Staff Blog: Birmingham Commonwealth Games 2022

By Sported |  22nd July 2022

With the Birmingham Commonwealth Games beginning in a matter of days, we caught up with Sophie Tobin, our West Midlands Regional Manager.

Sophie has been working in the sport for development sector for 10 years and supports community sports groups in the Sported network located in the West Midlands. We asked her about how she, and groups in the West Midlands are feeling about the upcoming events. 

On a recent visit to Birmingham City Centre, I really felt the buzz as the Commonwealth Games 2022 approaches. As a family of sports fans – I have tickets to see the weightlifting, table tennis, and my sport netball – to have a prestigious sporting event being hosted on our doorstep is not something we’ll be taking for granted.

However, I am particularly keen to uncover more about the effects of the games and its legacy on the community and grassroots sports groups in the surrounding areas.

In the Sported network, there are 84 groups operating in Birmingham, with a further 171 across the West Midlands. These groups all deliver sport and physical activity to young people aged between 11-25, focusing on changing lives and achieving sport for development outcomes rather than competition. It is these groups and the young people they support that I hope will benefit the from the Games most of all.

I have particularly loved reading about the Hometown Heroes – if you haven’t come across them yet, I would highly recommend that you take a look. Nasseem Akhatar, founder of Saheli Hub, Hassebah Abdullah from Windmill Boxing Gym, Salma Bi from Sporting Pathway and Yasmin Nessa from Saltley Women’s Football Club are all Sported members. It’s always fantastic to see inspirational local people, who work tirelessly to change the lives of others, get the recognition they deserve.

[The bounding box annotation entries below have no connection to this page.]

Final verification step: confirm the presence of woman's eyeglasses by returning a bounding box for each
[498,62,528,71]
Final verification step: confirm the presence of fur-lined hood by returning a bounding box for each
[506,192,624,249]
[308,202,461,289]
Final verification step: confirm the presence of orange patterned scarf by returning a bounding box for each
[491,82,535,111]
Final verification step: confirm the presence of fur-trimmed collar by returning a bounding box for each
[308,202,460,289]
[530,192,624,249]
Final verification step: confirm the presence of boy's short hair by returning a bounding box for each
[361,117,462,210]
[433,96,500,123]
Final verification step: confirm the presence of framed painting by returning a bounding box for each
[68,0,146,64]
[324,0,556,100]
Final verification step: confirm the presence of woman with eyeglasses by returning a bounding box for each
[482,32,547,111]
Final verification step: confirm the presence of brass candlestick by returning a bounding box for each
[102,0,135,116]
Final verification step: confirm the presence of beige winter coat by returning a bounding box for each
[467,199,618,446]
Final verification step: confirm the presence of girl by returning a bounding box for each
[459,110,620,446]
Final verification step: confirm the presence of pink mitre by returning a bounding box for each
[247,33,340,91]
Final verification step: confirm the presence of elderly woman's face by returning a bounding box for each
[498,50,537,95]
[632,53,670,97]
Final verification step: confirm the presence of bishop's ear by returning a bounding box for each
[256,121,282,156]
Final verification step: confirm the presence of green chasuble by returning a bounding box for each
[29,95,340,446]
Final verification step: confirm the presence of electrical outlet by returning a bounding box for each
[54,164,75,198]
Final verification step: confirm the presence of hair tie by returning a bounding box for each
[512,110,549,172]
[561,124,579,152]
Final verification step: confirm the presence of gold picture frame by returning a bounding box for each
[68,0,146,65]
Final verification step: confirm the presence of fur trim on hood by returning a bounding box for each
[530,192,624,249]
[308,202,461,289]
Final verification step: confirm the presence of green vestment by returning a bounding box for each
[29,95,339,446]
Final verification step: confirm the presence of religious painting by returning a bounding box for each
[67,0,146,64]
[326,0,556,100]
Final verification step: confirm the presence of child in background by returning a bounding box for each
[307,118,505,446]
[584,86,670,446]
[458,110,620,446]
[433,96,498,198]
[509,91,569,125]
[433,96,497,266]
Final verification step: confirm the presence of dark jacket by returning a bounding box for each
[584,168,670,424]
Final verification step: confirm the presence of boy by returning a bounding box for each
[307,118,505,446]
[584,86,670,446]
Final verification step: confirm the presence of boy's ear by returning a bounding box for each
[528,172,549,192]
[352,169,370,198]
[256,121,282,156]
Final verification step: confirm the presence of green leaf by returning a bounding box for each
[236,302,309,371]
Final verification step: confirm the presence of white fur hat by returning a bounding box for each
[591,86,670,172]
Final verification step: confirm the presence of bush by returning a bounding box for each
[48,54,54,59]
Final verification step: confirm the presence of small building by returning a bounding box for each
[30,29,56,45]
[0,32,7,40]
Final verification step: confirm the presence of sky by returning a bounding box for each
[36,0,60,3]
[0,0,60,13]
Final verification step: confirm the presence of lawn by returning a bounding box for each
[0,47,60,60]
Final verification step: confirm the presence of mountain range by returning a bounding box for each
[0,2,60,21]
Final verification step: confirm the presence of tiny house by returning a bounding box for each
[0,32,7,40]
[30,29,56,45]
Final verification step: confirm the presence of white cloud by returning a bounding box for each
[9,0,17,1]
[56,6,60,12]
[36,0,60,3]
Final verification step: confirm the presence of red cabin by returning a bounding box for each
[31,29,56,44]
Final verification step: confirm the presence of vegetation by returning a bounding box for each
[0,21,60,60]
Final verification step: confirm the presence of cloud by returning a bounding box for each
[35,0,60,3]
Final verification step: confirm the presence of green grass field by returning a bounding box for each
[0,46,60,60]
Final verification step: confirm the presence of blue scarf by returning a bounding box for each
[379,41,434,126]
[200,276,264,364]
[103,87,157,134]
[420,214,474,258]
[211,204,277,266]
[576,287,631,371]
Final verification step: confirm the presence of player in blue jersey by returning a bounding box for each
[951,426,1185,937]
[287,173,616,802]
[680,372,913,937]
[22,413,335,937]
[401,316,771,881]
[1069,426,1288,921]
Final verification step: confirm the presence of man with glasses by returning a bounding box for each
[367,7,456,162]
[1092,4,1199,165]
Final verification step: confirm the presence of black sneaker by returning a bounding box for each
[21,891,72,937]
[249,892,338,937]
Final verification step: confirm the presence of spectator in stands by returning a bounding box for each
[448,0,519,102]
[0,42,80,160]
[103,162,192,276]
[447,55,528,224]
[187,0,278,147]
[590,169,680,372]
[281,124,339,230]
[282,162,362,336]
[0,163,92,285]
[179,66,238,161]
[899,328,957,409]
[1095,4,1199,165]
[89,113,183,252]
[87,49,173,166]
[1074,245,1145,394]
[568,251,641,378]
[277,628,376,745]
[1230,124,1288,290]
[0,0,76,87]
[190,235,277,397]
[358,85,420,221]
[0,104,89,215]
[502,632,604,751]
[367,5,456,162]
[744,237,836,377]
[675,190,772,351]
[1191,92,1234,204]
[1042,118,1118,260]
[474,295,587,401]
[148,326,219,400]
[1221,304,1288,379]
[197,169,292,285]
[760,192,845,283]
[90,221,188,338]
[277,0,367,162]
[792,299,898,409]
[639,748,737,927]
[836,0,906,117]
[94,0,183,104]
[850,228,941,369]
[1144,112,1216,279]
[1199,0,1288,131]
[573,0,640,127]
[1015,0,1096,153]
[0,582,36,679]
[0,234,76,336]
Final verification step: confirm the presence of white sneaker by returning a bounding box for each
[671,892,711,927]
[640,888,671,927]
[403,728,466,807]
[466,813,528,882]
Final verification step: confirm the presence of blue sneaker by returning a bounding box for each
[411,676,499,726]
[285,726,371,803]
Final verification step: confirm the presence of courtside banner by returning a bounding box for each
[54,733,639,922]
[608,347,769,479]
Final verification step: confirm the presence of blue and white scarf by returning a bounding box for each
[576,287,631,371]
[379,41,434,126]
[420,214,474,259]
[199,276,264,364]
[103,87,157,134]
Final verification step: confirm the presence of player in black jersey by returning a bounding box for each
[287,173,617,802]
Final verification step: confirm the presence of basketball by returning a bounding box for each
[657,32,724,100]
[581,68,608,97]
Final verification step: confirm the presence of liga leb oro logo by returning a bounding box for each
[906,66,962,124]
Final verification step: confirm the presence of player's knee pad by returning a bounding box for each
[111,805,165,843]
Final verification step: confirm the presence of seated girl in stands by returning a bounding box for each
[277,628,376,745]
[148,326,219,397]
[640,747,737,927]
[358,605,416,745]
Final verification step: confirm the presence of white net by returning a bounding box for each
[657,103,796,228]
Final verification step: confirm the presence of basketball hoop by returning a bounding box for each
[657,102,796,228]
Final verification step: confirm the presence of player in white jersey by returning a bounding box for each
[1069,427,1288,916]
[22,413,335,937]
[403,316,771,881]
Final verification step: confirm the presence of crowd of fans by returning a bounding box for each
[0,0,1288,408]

The Celebrating Communities grants from Birmingham City Council has also seen a number of groups in the Sported network receive funding to help celebrate the Games, and Gen 22 is helping hundreds of young people gain employability skills through volunteering. But is this enough to keep the spirit of the Games, and sport and physical activity alive once the event is over?

As a passionate advocate for the incredible work of community groups, and subsequently the young people they support,  I believe there is an opportunity to leave a lasting legacy, with the possibility to make behaviour changes to ensure the sport for development and community sector  work closer together in the future. 

The community sports groups we work with at Sported often need support to  grow and sustain themselves so they are still running in 5 to 10 years’ time to support young people  who do not get the same opportunities as those in more affluent areas of the West Midlands. I would have loved to have seen more discounted tickets for those in lower socio-economic areas and community groups, plus more communication with community groups to find out what they want from the Games and how they can engage them more.  I hope the excitement pulsing from the city centre is felt across the region as a whole.

So, what will be the legacy of the Commonwealth Games 2022? Only time will tell, but with initiatives which I believe could include long-term funding opportunities for community sports groups, there could be a chance for the spirit of the Games to live on, and I look forward to seeing Sported members being a part of it.

Ping Birmingham

One legacy project Sophie has been working on is Ping! Birmingham in partnership with Table Tennis England to help bring table tennis to new community audiences.

The project aims to work with three groups in the Sported network to create table tennis ‘Hubs’, who will then work with four other spokes to develop table tennis opportunities for young people in their community for years to come.